Land Securities’ £100 million planning application to redevelop Liverpool’s St John’s Centre, featured in last week’s Retail Week, isn’t the type of development story you see too often these days.

Unusually in these times of glitzy schemes that aim to transform city centres, this project has no ambitions to bring in John Lewis, House of Fraser or Debenhams as anchors.

The existing centre is anchored by Wilkinson, Argos and Woolworths, and that’s just how Land Securities likes it, serving what development director Nick Davis calls the city’s “prevailing CDE demographic”.

It stands to reason that those retailers offering value for money tend to fare better in downturns – witness the stunning performance of value grocery retailers such as Aldi, Lidl and Iceland – but traditionally people who shop in value stores have had to endure a dismal shopping experience.
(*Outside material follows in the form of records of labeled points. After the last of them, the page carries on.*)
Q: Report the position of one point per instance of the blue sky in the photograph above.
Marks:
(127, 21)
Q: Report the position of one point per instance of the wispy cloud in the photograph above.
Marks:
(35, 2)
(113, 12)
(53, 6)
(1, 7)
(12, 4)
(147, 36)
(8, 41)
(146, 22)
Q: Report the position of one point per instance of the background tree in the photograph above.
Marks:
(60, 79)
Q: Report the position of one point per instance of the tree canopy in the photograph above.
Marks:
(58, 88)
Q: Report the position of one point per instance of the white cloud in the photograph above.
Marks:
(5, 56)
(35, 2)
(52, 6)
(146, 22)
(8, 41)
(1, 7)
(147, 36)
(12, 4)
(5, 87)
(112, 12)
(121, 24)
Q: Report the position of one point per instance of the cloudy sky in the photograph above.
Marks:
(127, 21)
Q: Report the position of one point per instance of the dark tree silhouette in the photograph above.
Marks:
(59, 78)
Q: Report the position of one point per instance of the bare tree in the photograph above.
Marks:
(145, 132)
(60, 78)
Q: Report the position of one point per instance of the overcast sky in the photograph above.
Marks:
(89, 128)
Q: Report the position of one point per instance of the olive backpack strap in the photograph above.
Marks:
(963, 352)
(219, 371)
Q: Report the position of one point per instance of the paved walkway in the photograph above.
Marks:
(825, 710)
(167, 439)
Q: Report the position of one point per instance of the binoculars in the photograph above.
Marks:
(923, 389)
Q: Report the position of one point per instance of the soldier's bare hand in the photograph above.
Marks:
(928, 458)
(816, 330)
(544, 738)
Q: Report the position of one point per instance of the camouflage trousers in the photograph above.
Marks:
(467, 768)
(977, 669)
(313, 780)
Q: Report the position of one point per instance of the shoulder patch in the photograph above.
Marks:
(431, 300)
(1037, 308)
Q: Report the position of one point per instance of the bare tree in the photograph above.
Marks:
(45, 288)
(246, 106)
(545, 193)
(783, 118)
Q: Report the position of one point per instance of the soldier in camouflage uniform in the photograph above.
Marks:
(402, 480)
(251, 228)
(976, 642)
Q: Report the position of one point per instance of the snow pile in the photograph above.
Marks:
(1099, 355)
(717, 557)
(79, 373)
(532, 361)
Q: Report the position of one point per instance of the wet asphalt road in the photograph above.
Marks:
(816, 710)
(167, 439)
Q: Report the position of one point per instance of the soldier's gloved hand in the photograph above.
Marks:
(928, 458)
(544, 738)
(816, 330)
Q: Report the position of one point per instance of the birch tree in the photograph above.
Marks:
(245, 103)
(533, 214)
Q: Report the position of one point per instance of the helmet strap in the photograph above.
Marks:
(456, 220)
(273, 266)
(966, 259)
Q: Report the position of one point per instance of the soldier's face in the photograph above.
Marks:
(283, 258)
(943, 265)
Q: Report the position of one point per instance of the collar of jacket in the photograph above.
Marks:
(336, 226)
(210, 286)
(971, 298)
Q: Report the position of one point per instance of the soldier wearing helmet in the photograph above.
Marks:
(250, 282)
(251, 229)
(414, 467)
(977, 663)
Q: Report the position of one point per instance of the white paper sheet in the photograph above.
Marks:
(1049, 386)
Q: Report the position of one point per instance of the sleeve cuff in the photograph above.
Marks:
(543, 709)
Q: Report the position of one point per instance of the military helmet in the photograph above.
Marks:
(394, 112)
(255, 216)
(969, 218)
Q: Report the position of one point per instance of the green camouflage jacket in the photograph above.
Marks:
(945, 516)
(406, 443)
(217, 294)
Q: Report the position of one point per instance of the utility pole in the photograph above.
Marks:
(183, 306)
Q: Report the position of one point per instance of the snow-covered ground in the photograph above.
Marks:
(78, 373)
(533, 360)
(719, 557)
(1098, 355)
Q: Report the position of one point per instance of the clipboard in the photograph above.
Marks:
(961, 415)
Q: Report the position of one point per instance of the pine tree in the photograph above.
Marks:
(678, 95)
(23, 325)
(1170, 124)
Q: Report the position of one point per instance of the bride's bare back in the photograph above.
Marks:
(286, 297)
But just because a centre is secondary, shoppers should not have to expect the kind of environments that many second-tier shopping centres provide. It is a basic right of a retailer that, if they are tenants of any sort of managed environment, their shoppers should feel safe and comfortable and to be in an environment that is clean, bright and welcoming.
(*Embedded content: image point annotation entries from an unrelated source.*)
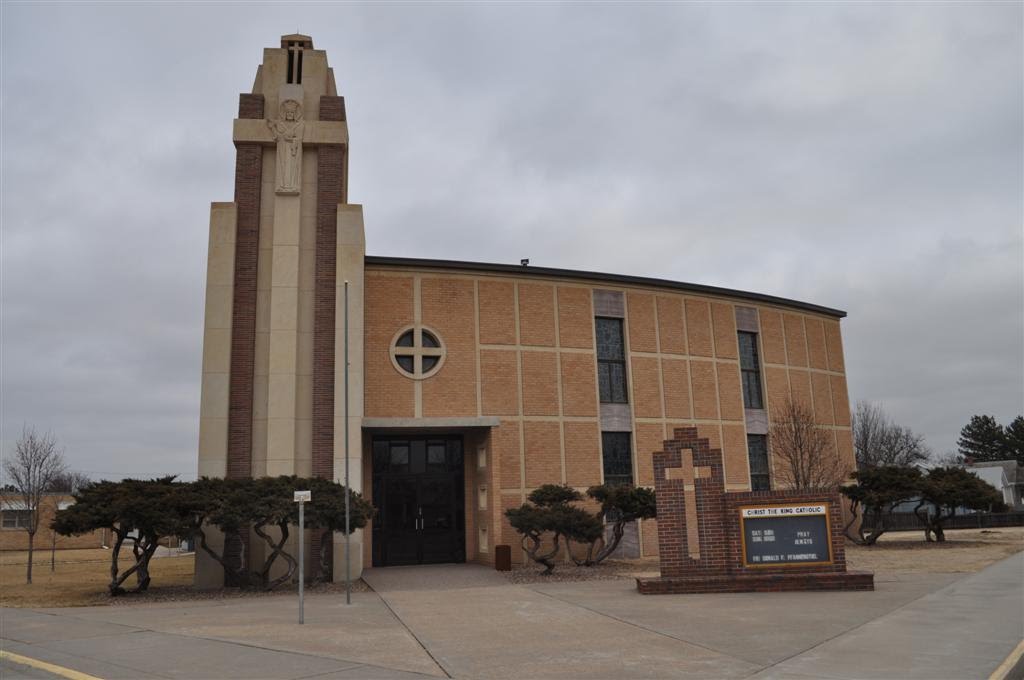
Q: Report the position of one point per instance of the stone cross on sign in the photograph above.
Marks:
(689, 475)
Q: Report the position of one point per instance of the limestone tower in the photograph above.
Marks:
(272, 393)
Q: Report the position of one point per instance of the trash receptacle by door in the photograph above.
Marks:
(503, 558)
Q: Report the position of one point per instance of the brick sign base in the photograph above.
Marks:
(699, 529)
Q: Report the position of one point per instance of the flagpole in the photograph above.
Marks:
(348, 535)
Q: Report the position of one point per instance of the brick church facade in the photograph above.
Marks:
(470, 384)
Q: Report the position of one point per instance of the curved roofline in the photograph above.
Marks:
(520, 270)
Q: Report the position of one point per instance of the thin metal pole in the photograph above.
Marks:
(348, 535)
(302, 566)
Too many schemes fall down on this score at present. But with shoppers of all sorts of backgrounds – not just from lower socio-economic groups – now being attracted by the stunning offers provided by many value retailers, a decent environment is the bare minimum they will expect. Unthreatening car parks, decent toilets and play facilities for kids should be the norm, not the exception.

Land Securities isn’t the first retailer to go down this road – The Mall has been working hard to brighten up its portfolio of centres, many of which are in less glamorous locations. But the fact that the UK’s biggest property company is going down this road gives a good idea of the direction in which the market is going.